Flavonoids, i.e., kaempferol, apigenin, luteolin, and quercetin significantly lowered the β-amyloid-induced neuronal death and increase in reactive oxygen species production. Hence, the flavonoids-rich spinach is able to protect Alzheimer's disease against β-amyloid peptides and/or oxidative stress-induced toxicities.[62]
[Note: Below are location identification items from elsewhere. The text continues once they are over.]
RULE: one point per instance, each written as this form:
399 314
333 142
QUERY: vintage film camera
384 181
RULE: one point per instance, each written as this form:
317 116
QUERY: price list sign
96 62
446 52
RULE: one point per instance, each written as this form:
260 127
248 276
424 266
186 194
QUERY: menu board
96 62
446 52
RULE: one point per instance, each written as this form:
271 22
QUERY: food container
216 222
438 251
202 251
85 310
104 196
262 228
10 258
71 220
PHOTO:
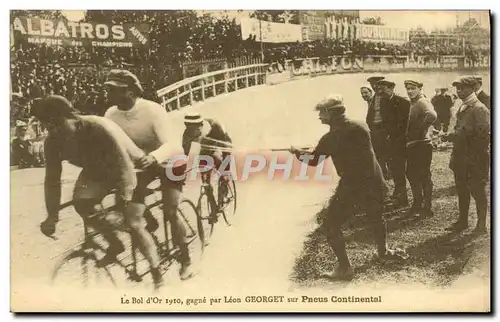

Anticholinesterase activity

One of the currently available drugs is rivastigmine, acetylcholinesterase inhibitor. Hence, the natural plants, which show anticholinesterase activities, will be the candidates for anti-Alzheimer's disease. Boga et al.[63] found the high amount of anticholinesterase activities from the dichloromethane, ethanol, and water extracts of spinach.

CONCLUSION

It was suggested that an increase in acetylcholine in the hippocampus may be the neurochemicals basis for improved learning and memory. The other mechanism is a neurogenic growth promoter that will increase in survival, growth, and development of the newborn neurons, critical for the repair, and restoration of the normal neural circuitry in various diseases, especially Alzheimer's disease. The present article reviews that SO may also be the anti-Alzheimer's plant.

Financial support and sponsorship

Nil.

Conflicts of interest

There are no conflicts of interest.

Wannee Jiraungkoorskul

ABOUT AUTHOR

Wannee Jiraungkoorskul, is currently working as Assistant Professor in Department of Pathobiology, Faculty of Science, Mahidol University, Thailand. She received her B.Sc. in Medical Technology, M.Sc. in Physiology, and Ph.D. in Biology. Dr. Wannee Jiraungkoorskul's current research interests are aquatic toxicopathology and efficiency of medicinal herbs.